Als Teilnehmer am Aktienmarkt ist das Management von Risiken eines der wichtigsten Punkte überhaupt, um zu überleben. Daher erläutern wir in diesem Artikel das Konzept des Value at Risk (VaR), einer statistischen Kennzahl, die die potenziellen Verluste einer Investition quantifiziert. Wir erklären dir, wie VaR funktioniert, wie er berechnet wird und erläutern ein praktisches Beispiel Anhand des SPY ETFs. Den ETF auf den S&P 500. Am Ende dieses Artikels wirst du ein solides Verständnis des VaR haben, um ein besseres Verständnis für das Risiko zu haben, welches in deinem Portfolio schlummert.

Fangen wir damit an, was Value at Risk (VaR) überhaupt bedeutet.

Was bedeutet Value at Risk (VaR)?

Hast du dich schon einmal gefragt, wie viel Risiko in deiner Investition oder in deinem Porfolio für einen bestimmten Zeitraum steckt?
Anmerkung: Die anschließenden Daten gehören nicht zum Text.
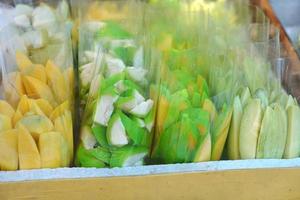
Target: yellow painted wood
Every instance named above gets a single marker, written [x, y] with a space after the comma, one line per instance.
[263, 184]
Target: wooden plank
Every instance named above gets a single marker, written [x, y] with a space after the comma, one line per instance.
[264, 184]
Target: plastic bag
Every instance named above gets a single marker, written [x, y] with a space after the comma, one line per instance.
[38, 83]
[117, 87]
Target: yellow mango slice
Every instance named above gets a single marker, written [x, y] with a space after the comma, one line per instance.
[22, 60]
[36, 125]
[57, 82]
[6, 109]
[59, 110]
[45, 106]
[70, 80]
[13, 88]
[5, 122]
[17, 116]
[163, 107]
[24, 105]
[9, 150]
[64, 125]
[29, 156]
[37, 89]
[50, 144]
[35, 109]
[36, 71]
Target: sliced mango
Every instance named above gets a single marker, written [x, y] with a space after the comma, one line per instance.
[64, 125]
[29, 156]
[57, 82]
[45, 106]
[36, 125]
[36, 71]
[9, 150]
[163, 107]
[5, 122]
[37, 89]
[35, 109]
[50, 149]
[22, 60]
[24, 105]
[6, 109]
[13, 88]
[17, 116]
[59, 110]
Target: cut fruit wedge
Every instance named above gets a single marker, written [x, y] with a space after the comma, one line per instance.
[9, 150]
[249, 129]
[36, 125]
[29, 157]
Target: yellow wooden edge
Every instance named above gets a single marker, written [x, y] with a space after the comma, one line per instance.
[253, 184]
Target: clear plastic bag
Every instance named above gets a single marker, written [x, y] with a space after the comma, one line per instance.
[38, 83]
[118, 87]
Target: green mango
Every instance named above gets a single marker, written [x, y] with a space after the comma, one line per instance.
[137, 134]
[219, 132]
[292, 148]
[113, 30]
[249, 129]
[128, 156]
[100, 134]
[273, 133]
[85, 159]
[234, 131]
[126, 54]
[116, 132]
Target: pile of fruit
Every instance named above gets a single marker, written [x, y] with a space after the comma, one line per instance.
[118, 113]
[150, 91]
[38, 87]
[37, 129]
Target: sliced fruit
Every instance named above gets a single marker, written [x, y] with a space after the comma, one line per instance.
[17, 116]
[234, 131]
[87, 138]
[249, 129]
[129, 100]
[29, 157]
[138, 135]
[57, 82]
[24, 105]
[36, 71]
[273, 132]
[162, 111]
[209, 106]
[64, 125]
[292, 148]
[127, 156]
[142, 109]
[245, 96]
[85, 158]
[60, 110]
[5, 122]
[50, 149]
[220, 131]
[36, 125]
[100, 134]
[45, 106]
[104, 108]
[203, 152]
[22, 60]
[116, 133]
[6, 109]
[9, 150]
[37, 89]
[34, 108]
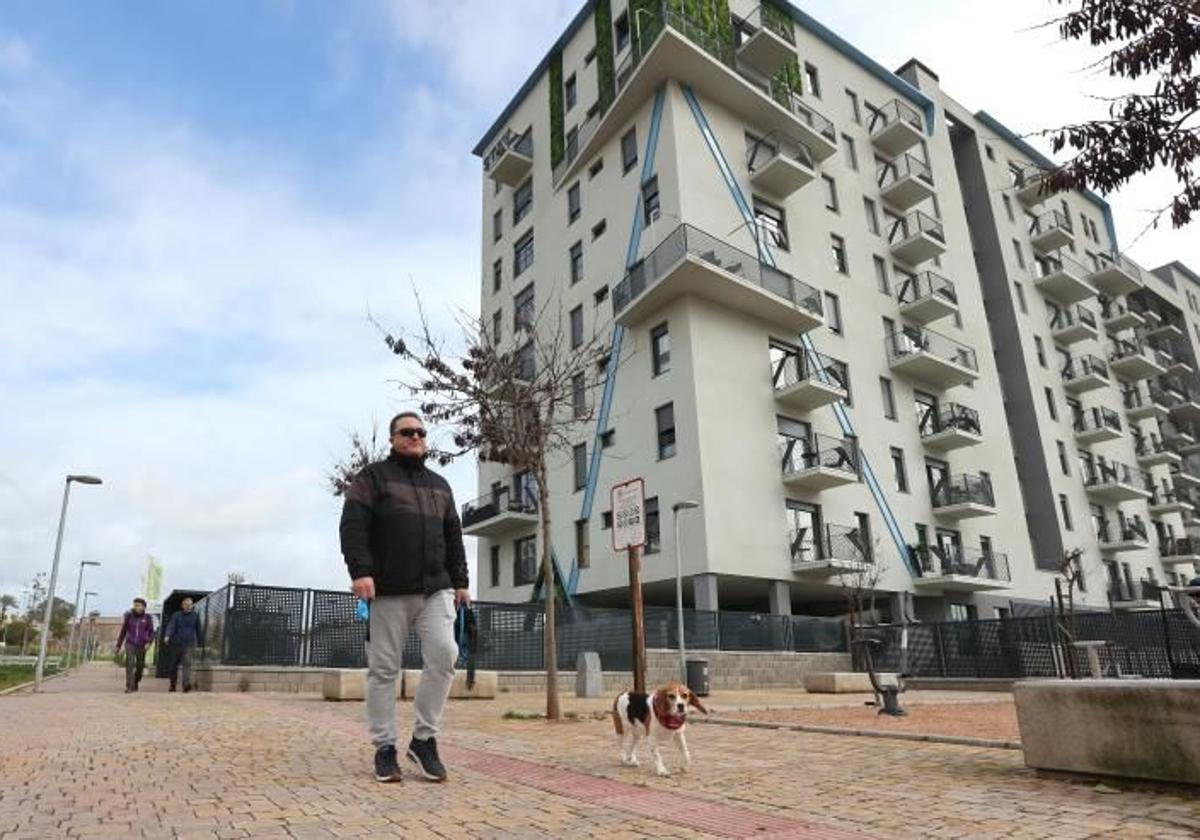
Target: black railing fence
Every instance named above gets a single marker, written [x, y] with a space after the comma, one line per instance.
[249, 624]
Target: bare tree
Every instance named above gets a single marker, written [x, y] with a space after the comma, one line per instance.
[1158, 40]
[522, 402]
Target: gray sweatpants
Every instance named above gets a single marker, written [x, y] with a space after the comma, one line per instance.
[391, 617]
Genau hier kommt der VaR ins Spiel. Der Value at Risk (VaR) ist eine statistische Methode aus der Finanzmathematik, um die Verlustgrenze in deinem Portfolio zu schätzen, die mit einer festgelegten Wahrscheinlichkeit, unter normalen Marktbedingungen und über einen bestimmten Zeitraum, auftritt. Es ist eine beliebte Methode in der Finanzbranche, um das Risiko eines Portfolios quantitativ darzustellen.

Diese Quantifizierung des Risikos ermöglicht es dir, dein Portfolio effektiver zu managen und Risiko und Ertrag entsprechend deiner Risikobereitschaft abzuwägen.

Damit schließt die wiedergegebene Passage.